The matter again was brought before the Brisbane Supreme Court order in August this year as part of its annual review process, where Porter maintained his innocence once again.
Justice Soraya Ryan heard Porter wished to appeal to the High Court to quash his conviction.
Justice Ryan found Porter had refused to engage with the psychiatrists commissioned to assess him for purpose of the detention order review.
She said in her published findings that “little had changed” in way of the original 2022 assessment of keeping Porter in jail under the DPSO.
Refusing to seek help
Psychiatrist Dr Ken Arthur gave evidence that Porter had a long record of noncompliance with community supervision and he had shown next to no change in regard to his attitude or behaviours.
“Ultimately, prisoner Porter remains an untreated sex offender who has failed to take any responsibility for his offending behaviour or engage in treatment to mitigate his risk of recidivism,” Dr Arthur said.
“There is no new information regarding the presence of sexual deviancy or his level of sexual activity/sexual preoccupation.
“We do not know anything of his attitudes towards women or functioning in relationships. He has not shared his plans for the future nor identified any support networks.
“As such, I think it is unlikely that he will co-operate with supervisory staff or engage in treatment if released to supervision.”
Dr Arthur said Porter’s “stance of noncompliance” towards supervision continued to prohibit him to professionally conclude the release from prison should be grants.
“It remains difficult to recommend his release under supervision without a thorough risk assessment and the successful completion of a group sexual offender treatment program,” he said.
“This would provide useful information regarding his attitudes, capacity for self-reflection, motivation to change and allow the development of a relapse prevention plan.”
A second psychiatrist, Dr Anna Lenardon, informed the review that she thought Porter likely had psychopathic traits.
While she was unable to personally examine him due to his refusal, Dr Lenardon said Porter had “degree of sexual deviance” based on the nature of his offending in 2007.
Next steps for Porter
Justice Ryan upheld the order to keep Porter behind bars after finding him a continued risk to the community if released.
“On the materials available to them, the psychiatrists assessed the respondent’s risk of committing a sexual offence involving violence, upon his release into the community, as ‘substantial’ or falling into the ‘above average’ category,” she said.
“He was an untreated sex offender.

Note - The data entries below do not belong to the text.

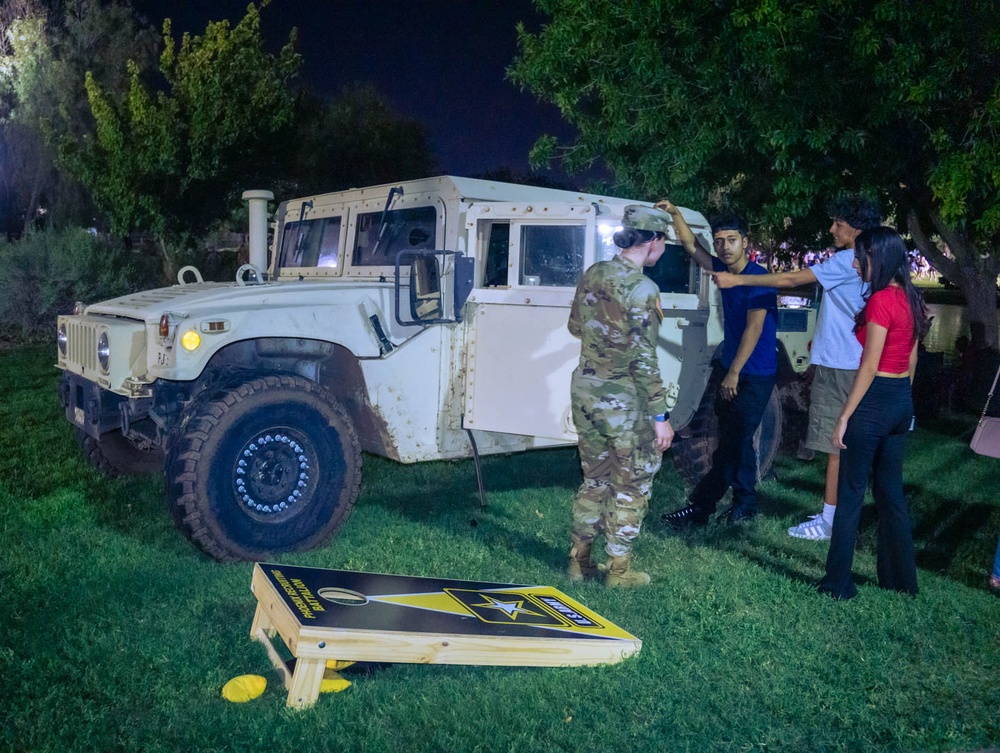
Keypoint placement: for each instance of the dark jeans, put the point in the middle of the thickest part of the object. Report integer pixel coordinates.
(875, 439)
(735, 460)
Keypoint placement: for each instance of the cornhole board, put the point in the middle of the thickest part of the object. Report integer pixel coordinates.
(352, 616)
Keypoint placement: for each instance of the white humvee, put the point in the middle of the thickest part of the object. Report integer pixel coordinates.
(418, 321)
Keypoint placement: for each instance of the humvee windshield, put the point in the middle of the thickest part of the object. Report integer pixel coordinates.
(410, 229)
(311, 243)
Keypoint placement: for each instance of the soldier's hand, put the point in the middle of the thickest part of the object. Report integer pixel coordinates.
(666, 206)
(729, 386)
(664, 435)
(725, 280)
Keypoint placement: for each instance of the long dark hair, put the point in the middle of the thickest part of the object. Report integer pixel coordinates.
(882, 257)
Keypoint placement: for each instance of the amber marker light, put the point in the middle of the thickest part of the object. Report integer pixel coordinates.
(190, 340)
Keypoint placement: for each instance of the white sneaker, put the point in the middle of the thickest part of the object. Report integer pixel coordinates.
(814, 529)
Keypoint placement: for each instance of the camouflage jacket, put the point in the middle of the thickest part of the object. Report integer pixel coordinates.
(616, 314)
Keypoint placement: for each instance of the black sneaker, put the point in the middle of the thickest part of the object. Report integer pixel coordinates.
(686, 516)
(739, 514)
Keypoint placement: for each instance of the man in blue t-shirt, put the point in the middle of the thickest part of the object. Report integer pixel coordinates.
(746, 372)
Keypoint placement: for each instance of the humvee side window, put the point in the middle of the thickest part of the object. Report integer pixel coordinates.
(552, 255)
(497, 255)
(311, 243)
(672, 271)
(404, 229)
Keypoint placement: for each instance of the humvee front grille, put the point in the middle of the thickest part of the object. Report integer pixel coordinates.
(82, 344)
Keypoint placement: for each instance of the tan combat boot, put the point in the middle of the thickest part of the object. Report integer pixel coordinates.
(621, 575)
(581, 567)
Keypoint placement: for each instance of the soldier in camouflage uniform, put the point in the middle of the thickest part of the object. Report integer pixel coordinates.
(619, 404)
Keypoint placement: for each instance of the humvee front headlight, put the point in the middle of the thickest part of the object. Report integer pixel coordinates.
(103, 352)
(190, 340)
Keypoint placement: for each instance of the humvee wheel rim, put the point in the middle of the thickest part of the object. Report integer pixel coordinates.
(274, 472)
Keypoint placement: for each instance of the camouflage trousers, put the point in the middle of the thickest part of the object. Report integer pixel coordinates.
(619, 460)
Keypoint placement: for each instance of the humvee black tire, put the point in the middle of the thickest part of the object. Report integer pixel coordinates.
(269, 465)
(692, 449)
(115, 456)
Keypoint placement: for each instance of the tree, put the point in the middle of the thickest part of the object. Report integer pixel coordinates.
(171, 160)
(355, 139)
(46, 51)
(778, 105)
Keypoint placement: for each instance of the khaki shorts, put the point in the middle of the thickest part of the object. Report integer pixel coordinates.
(829, 393)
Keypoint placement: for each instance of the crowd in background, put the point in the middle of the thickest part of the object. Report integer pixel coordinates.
(920, 268)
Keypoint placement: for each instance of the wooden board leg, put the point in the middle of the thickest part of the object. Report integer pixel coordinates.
(261, 622)
(306, 680)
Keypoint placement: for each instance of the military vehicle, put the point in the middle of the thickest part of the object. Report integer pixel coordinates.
(418, 321)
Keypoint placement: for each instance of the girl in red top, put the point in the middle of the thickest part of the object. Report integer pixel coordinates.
(871, 430)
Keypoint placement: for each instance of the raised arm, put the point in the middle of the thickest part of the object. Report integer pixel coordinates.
(686, 237)
(792, 279)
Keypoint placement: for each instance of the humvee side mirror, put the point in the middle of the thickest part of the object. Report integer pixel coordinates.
(425, 289)
(439, 285)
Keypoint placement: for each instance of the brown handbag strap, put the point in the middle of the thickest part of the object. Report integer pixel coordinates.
(990, 396)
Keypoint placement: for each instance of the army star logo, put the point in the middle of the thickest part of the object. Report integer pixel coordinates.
(511, 608)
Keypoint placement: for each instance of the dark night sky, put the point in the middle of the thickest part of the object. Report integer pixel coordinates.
(439, 61)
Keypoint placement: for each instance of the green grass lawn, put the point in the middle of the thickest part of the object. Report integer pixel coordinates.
(117, 635)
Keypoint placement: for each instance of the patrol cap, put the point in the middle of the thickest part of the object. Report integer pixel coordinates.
(646, 218)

It could not be said that any risk he posed had been lessened by his time in custody.
“Nor could it be said that the prospect of a return to custody, if he were to offend again, would operate as a deterrent, given his attitude to release – which was that he would prefer to remain in jail than to be in the community as a convicted sex offender.”
Despite Porter’s lack of effort to reform, Queensland Corrective Services has previously him a placement in a sexual offenders’ treatment program.
Justice Ryan stated QCS will continue to offer these programs to Porter.
She said should Porter wish to be released from jail, he would need to work towards proving he is not a “serious danger to the community”.
She said he could achieve this by engaging with a “psychiatrists commissioned to assess him for the purposes of the DPSOA or complete a sexual offenders’ treatment program or, preferably, both”.